Professor Dame Linda Partridge
“But it is important to realize that to a large extent we are actually doing this already because we already have millions of people, who are not ill, taking statins and blood pressure tablets over very long periods.”
She and other leaders in the field insist they are not chasing some dream of extending life to 150 or 200 years—let alone seeking immortality. Indeed, having old people live longer with low quality of life and becoming a greater burden to society is the last thing anybody wants.
“It’s extremely important to be very upfront about the real aim of increasing healthy life expectancy. We are looking for mechanisms that can help squash the period of ill health at the end of life, so it is very much a public health approach,” Partridge said.
The ethical and economic case for action is certainly strong. In the 70 years since 1950, the world population has tripled, while average life expectancy has shot up from 47 to 73 years. Yet healthy life expectancy has grown at a slower rate, leading to a widening gap between average lifespan and “healthspan,” or the period lived free from disease.
In 2020, the median gap between lifespan and healthspan was estimated at a daunting 9.2 years—a figure that translates into trillions of dollars of additional socioeconomic costs and untold individual suffering.
So, where are we now in the hunt for new interventions to compress this lifespan-healthspan gap?
There have been false starts, but the science is building steadily. Key discoveries include the pivotal role played by worn-out, or senescent cells, which are relatively rare when we are young but grow in number over the years and are implicated in many age-related diseases.
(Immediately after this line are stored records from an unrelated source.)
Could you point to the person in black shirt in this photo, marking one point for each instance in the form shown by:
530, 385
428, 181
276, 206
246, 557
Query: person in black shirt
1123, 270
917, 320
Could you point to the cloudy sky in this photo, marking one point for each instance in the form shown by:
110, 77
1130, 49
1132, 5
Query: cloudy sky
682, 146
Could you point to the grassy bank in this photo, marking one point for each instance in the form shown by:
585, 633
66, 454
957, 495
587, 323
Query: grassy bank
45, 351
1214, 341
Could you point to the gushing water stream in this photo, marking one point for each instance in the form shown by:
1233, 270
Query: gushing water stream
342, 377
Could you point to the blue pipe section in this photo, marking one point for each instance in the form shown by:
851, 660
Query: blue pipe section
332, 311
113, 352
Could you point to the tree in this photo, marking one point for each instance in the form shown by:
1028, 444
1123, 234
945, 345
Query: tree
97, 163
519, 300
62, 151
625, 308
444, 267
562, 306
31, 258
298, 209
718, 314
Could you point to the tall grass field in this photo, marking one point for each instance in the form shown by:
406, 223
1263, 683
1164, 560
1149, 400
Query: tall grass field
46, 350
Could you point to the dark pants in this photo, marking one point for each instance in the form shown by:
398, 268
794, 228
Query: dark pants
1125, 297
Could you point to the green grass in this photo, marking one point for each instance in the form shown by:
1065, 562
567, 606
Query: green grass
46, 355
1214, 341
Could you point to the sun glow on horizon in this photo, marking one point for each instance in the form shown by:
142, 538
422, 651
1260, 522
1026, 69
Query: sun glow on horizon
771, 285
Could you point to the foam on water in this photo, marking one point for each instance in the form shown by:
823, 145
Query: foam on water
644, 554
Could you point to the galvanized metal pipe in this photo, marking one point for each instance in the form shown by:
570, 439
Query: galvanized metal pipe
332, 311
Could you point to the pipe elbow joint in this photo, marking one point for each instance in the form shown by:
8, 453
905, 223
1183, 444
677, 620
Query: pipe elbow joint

Developing drugs to clear these cells is a growing focus for many biotech companies.
Average life expectancy has shot up from 47 to 73 years [since 1950]. Yet healthy life expectancy has grown at a slower rate, leading to a widening gap between average lifespan and “healthspan,” or the period lived free from disease.
Other approaches are being investigated in tandem to remove different molecular garbage that builds up as we get older in order to improve the function of organs around the body, from the brain to the eyes to the heart. Meanwhile, a separate tack is being taken by scientists who think getting rid of bad stuff is not sufficient and rejuvenation of cellular and immune system processes is key.
Overall, the US government’s database of ongoing clinicals lists more than 500 studies currently under way into healthy aging. There has also been a steady uptick in investment, with around $2 billion in venture capital invested in 2021 in companies developing anti-aging therapies, according to Longevity Technology, a research and investment platform.
Last year, that number was eclipsed by one single company when Altos Labs raised $3 billion for its launch, making it the best funded start-up biotechnology company of all time. It hopes to address the aging challenge at a fundamental level through cellular rejuvenation programming, inspired by the pioneering work of Nobel prize-winner Shinya Yamanaka, who showed in 2006 that it was possible to return cells to a pliable, immature state.
Partridge welcomes the breadth of current research, especially as the complexity of aging means that a “polypill” approach is probably going to be needed. But she is impatient for answers.
“There are lots of start-ups and a lot of investor money looking for somewhere to go—and that’s positive, since while some of these ventures will fail, others will succeed,” she said.
“But there are lots of other ideas that have come up from basic science that still need translation. We need money and people to crunch through this stuff quickly and to find out what is going to work. What this field needs badly is a clinical success story.”